Dear Editor,
President Irfaan Ali’s call for the Guyana Defence Force (GDF) to strengthen its capacity and capability must be treated as a matter of urgency, not aspiration. Guyana is no longer a low-profile state with limited strategic exposure. Our expanding offshore energy sector, unresolved border controversy, vast hinterland, and increasing climate risks demand a defense force that is ready today and prepared for tomorrow.
In the present state, the most pressing need is operational readiness grounded in personnel support and mobility. The GDF must be equipped to sustain continuous operations across land, river, air, and coastal domains. This requires consistent training, reliable maintenance of existing assets, and improved conditions for ranks serving in remote hinterland and border regions. Rapid mobility—particularly airlift, riverine transport, and forward logistics—must be strengthened to ensure timely responses to border incidents, illegal activity, and natural disasters.
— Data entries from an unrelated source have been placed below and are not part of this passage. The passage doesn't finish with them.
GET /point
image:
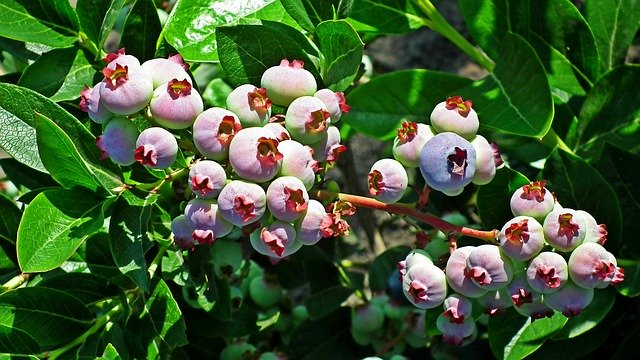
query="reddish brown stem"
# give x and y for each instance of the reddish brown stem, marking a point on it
(408, 210)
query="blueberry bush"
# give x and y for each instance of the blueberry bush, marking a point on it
(179, 181)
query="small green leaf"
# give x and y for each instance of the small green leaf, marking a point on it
(342, 50)
(35, 319)
(379, 106)
(513, 336)
(494, 197)
(53, 226)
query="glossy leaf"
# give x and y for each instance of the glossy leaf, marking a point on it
(191, 27)
(53, 226)
(577, 185)
(342, 50)
(379, 106)
(513, 336)
(141, 30)
(52, 23)
(614, 24)
(494, 197)
(35, 319)
(513, 99)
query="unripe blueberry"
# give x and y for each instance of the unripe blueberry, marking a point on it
(287, 198)
(207, 178)
(564, 230)
(156, 148)
(532, 200)
(447, 162)
(489, 267)
(288, 81)
(276, 241)
(251, 104)
(455, 115)
(485, 161)
(570, 299)
(387, 180)
(457, 276)
(182, 230)
(254, 155)
(307, 119)
(176, 104)
(314, 225)
(118, 141)
(591, 265)
(409, 142)
(547, 272)
(90, 103)
(425, 286)
(242, 202)
(213, 131)
(298, 161)
(521, 238)
(208, 221)
(125, 90)
(163, 71)
(335, 102)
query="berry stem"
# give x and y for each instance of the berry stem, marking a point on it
(408, 210)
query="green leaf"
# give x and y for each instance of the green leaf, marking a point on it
(52, 23)
(379, 106)
(342, 50)
(577, 185)
(513, 336)
(128, 236)
(494, 197)
(614, 24)
(513, 99)
(53, 226)
(610, 111)
(191, 27)
(245, 56)
(35, 319)
(141, 30)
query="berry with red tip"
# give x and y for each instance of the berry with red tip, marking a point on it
(387, 180)
(213, 131)
(207, 178)
(251, 104)
(156, 148)
(288, 81)
(176, 104)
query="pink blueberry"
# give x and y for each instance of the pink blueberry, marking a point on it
(207, 178)
(156, 148)
(409, 142)
(288, 81)
(176, 104)
(242, 202)
(251, 104)
(254, 155)
(455, 115)
(213, 131)
(118, 141)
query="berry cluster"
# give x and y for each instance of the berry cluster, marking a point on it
(255, 168)
(549, 258)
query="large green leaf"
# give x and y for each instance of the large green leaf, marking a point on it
(379, 106)
(52, 23)
(342, 51)
(191, 27)
(513, 99)
(35, 319)
(53, 226)
(513, 336)
(578, 185)
(614, 24)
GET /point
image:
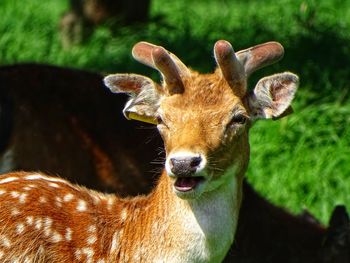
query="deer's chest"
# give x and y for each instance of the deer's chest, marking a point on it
(203, 232)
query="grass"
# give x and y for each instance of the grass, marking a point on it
(300, 161)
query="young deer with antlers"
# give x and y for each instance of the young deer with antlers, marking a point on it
(191, 215)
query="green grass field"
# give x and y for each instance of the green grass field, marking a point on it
(301, 161)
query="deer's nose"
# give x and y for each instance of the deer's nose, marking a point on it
(185, 166)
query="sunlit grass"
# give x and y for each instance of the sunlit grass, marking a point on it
(301, 161)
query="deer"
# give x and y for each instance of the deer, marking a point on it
(192, 214)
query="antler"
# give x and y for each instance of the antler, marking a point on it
(236, 67)
(231, 68)
(165, 62)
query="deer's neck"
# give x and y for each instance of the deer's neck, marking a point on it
(177, 230)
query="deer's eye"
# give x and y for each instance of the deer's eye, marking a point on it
(238, 119)
(159, 120)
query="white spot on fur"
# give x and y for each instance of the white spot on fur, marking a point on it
(54, 185)
(20, 228)
(15, 212)
(56, 237)
(88, 252)
(8, 179)
(115, 240)
(92, 239)
(38, 223)
(110, 202)
(68, 235)
(92, 229)
(123, 215)
(14, 194)
(46, 178)
(5, 241)
(22, 198)
(77, 254)
(81, 206)
(30, 220)
(47, 226)
(58, 201)
(96, 200)
(68, 197)
(42, 199)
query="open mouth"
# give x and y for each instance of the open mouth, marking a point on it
(185, 184)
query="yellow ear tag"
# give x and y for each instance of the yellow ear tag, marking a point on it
(137, 117)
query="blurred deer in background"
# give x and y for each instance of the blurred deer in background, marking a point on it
(83, 15)
(192, 214)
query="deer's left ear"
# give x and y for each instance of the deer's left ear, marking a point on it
(144, 96)
(273, 95)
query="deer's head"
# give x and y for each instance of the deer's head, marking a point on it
(204, 118)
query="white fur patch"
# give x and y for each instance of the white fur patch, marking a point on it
(15, 212)
(81, 206)
(8, 179)
(115, 240)
(5, 241)
(91, 240)
(68, 197)
(15, 194)
(54, 185)
(68, 235)
(38, 223)
(47, 226)
(123, 215)
(20, 228)
(29, 220)
(56, 237)
(42, 199)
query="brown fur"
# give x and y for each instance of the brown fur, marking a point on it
(198, 227)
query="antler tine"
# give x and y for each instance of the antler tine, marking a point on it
(260, 56)
(165, 64)
(230, 66)
(142, 52)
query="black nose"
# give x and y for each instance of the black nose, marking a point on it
(185, 166)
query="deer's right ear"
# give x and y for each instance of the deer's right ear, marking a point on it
(144, 95)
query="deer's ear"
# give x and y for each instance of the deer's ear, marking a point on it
(273, 95)
(144, 96)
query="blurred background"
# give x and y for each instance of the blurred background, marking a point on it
(299, 162)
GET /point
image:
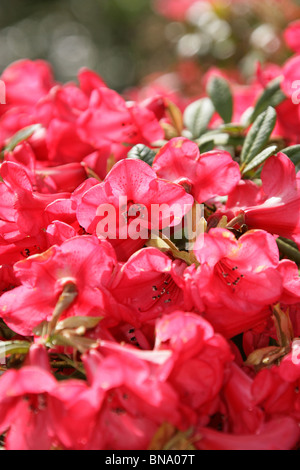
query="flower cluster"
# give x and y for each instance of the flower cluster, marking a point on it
(122, 327)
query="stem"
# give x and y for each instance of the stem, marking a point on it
(68, 295)
(288, 250)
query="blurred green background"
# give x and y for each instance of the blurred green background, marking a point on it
(126, 40)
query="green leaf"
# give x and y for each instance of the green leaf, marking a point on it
(142, 152)
(78, 321)
(20, 136)
(288, 250)
(271, 96)
(220, 139)
(13, 347)
(259, 159)
(293, 153)
(197, 116)
(258, 135)
(220, 94)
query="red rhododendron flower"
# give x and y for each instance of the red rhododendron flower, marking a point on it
(147, 284)
(236, 279)
(83, 262)
(205, 175)
(292, 36)
(128, 194)
(279, 213)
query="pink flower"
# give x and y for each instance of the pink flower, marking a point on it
(137, 397)
(236, 279)
(82, 261)
(277, 434)
(109, 119)
(27, 82)
(204, 175)
(24, 413)
(292, 36)
(279, 213)
(200, 360)
(147, 284)
(121, 207)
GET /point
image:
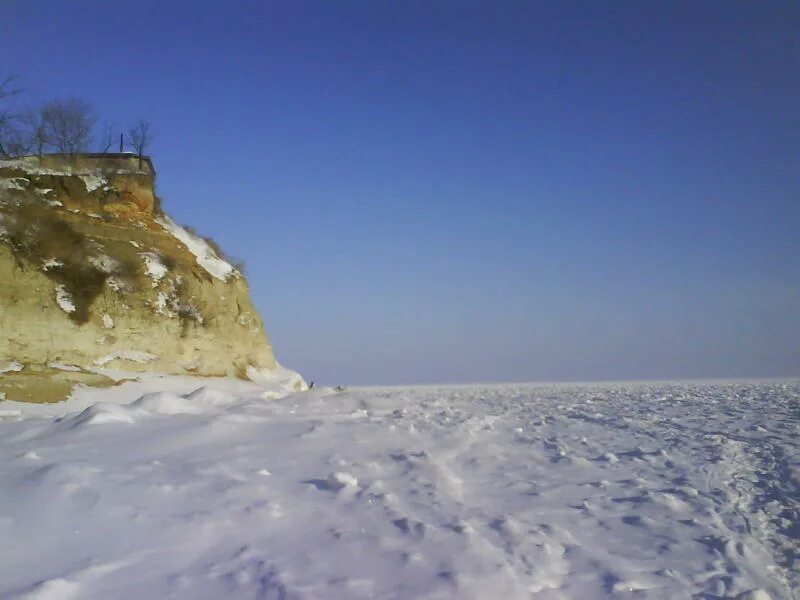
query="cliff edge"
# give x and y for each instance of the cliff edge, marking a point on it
(97, 282)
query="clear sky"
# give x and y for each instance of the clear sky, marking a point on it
(464, 191)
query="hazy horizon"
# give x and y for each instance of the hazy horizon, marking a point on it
(460, 192)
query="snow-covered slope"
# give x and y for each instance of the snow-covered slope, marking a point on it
(186, 488)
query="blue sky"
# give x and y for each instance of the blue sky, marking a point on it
(469, 191)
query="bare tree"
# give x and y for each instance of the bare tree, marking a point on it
(10, 136)
(68, 124)
(140, 136)
(35, 131)
(108, 138)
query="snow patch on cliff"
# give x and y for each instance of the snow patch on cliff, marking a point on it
(205, 255)
(133, 355)
(64, 299)
(155, 268)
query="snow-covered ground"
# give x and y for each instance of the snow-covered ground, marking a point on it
(498, 492)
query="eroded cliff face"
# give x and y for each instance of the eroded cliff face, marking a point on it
(95, 279)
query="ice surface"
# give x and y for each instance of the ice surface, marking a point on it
(201, 488)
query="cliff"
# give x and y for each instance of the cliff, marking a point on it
(95, 280)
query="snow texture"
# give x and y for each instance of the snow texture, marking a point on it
(155, 268)
(204, 254)
(152, 490)
(94, 182)
(133, 355)
(11, 367)
(64, 300)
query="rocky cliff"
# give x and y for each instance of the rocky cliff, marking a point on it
(97, 281)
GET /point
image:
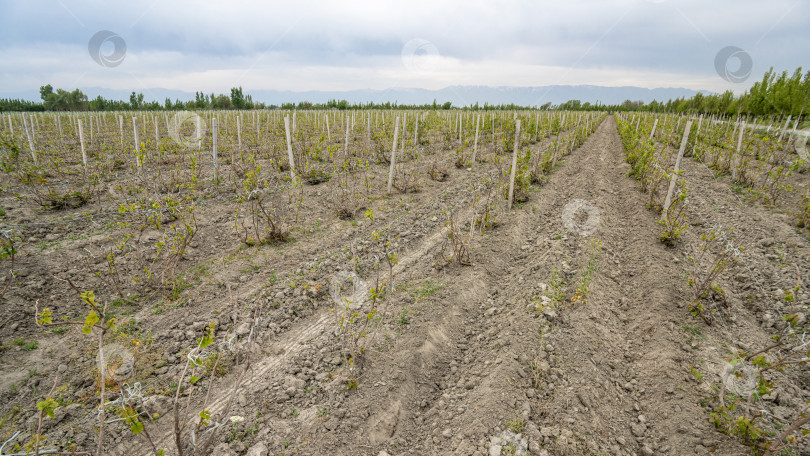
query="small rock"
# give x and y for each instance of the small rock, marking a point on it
(259, 449)
(638, 430)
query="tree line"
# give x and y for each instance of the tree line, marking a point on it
(775, 94)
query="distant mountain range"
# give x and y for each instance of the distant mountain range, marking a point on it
(458, 95)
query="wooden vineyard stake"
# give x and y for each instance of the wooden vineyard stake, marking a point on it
(346, 143)
(215, 156)
(30, 139)
(81, 142)
(289, 147)
(782, 133)
(198, 134)
(393, 156)
(157, 138)
(514, 164)
(238, 135)
(121, 129)
(475, 143)
(137, 144)
(738, 159)
(677, 168)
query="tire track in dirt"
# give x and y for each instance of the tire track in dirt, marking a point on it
(620, 360)
(460, 358)
(262, 371)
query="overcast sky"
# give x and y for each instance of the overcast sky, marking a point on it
(318, 45)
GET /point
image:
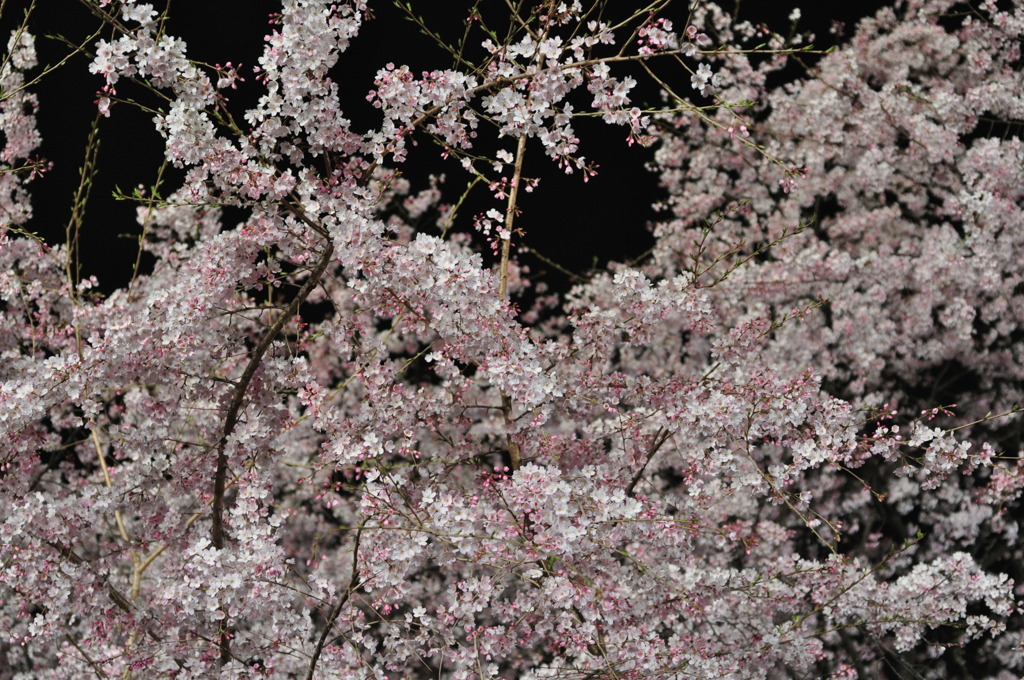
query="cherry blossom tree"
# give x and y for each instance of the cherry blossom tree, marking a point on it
(347, 435)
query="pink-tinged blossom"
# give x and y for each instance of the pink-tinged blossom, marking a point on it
(318, 441)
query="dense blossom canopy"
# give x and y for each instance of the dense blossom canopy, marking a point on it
(348, 437)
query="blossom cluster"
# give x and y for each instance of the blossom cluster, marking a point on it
(322, 440)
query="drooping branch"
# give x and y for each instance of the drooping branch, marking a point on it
(353, 583)
(230, 419)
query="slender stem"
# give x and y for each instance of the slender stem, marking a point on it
(230, 420)
(353, 583)
(515, 456)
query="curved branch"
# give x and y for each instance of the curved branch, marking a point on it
(353, 582)
(230, 420)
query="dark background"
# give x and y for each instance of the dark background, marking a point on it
(574, 223)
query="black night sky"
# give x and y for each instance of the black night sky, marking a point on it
(572, 222)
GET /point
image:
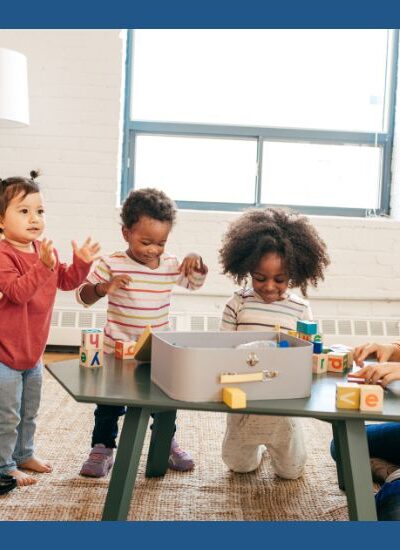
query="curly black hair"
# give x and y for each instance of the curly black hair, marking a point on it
(147, 202)
(13, 186)
(287, 233)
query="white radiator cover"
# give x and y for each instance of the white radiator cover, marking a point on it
(67, 323)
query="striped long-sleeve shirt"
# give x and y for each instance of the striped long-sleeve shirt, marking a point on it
(246, 310)
(144, 301)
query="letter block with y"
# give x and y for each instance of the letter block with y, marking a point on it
(92, 338)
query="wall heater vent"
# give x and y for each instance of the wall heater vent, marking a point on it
(66, 326)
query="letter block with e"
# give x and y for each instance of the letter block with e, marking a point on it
(371, 398)
(91, 357)
(347, 396)
(92, 338)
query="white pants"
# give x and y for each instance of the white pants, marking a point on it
(246, 435)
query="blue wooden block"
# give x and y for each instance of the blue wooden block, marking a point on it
(307, 327)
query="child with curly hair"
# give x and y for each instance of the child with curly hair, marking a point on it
(30, 273)
(277, 250)
(138, 283)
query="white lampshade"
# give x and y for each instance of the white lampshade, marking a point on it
(14, 104)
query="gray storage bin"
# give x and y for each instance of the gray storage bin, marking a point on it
(187, 365)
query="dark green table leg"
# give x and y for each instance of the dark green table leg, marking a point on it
(356, 469)
(339, 465)
(126, 464)
(160, 443)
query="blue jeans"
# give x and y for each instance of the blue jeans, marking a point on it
(384, 442)
(19, 404)
(106, 424)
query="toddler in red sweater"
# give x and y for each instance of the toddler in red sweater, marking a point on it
(30, 273)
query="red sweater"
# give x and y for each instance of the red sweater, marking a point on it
(27, 293)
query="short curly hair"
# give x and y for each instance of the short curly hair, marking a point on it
(149, 202)
(287, 233)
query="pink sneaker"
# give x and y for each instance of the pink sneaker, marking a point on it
(99, 462)
(179, 459)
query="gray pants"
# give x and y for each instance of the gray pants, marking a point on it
(247, 434)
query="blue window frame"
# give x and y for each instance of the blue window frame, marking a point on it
(339, 168)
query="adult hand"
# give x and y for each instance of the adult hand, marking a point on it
(382, 372)
(46, 253)
(383, 352)
(88, 252)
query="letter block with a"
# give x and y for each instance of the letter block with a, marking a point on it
(371, 398)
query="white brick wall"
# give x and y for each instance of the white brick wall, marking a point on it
(75, 79)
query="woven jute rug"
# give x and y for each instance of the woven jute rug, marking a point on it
(210, 493)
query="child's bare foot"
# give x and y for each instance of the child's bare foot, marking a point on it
(36, 465)
(22, 478)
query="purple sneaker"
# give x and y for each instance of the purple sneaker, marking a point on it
(99, 462)
(179, 459)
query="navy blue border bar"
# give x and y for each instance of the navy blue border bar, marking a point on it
(200, 14)
(196, 535)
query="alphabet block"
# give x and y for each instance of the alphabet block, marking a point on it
(320, 363)
(307, 327)
(125, 350)
(91, 357)
(371, 398)
(338, 362)
(347, 396)
(235, 398)
(92, 338)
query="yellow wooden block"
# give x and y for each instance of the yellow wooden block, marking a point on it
(347, 396)
(338, 362)
(320, 363)
(371, 398)
(235, 398)
(125, 350)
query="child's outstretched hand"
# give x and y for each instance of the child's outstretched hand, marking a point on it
(119, 281)
(193, 263)
(46, 253)
(385, 372)
(382, 352)
(88, 252)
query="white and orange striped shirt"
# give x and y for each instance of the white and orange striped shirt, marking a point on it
(144, 301)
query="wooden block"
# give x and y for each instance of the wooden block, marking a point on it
(91, 357)
(125, 350)
(320, 363)
(235, 398)
(338, 362)
(143, 346)
(347, 396)
(307, 327)
(92, 338)
(371, 398)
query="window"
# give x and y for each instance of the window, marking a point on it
(224, 119)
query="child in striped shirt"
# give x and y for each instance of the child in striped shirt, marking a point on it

Capacity, at its core, is about readiness under real conditions, not theory.
Looking to the future, Guyana must pursue deliberate capability development aligned with its strategic risks, not symbolic expansion. Here, the experience of Singapore offers a highly relevant lesson. Like Guyana, Singapore recognized early that limited manpower and geographic constraints required a different defense model. Instead of building large forces, it invested in intelligence, surveillance, maritime and airspace control, and professional military education to protect critical economic assets and national sovereignty.
For Guyana, this approach is directly applicable. Protecting offshore oil and gas installations, monitoring a wide Exclusive Economic Zone, securing porous borders, and maintaining awareness across the hinterland require advanced maritime surveillance, aerial reconnaissance, integrated intelligence systems, and cyber capabilities. These investments would allow the GDF to detect, deter, and respond to threats decisively, rather than react after the fact. Strategic partnerships and joint training can further enhance these capabilities without overextending national resources.
The strengthening of the GDF is not about militarization; it is about deterrence, preparedness, and sovereignty. Guyana’s economic future and territorial integrity depend on a defense force that is credible, mobile, and technologically enabled. Improving present capacity while shaping future capability is no longer optional—it is essential.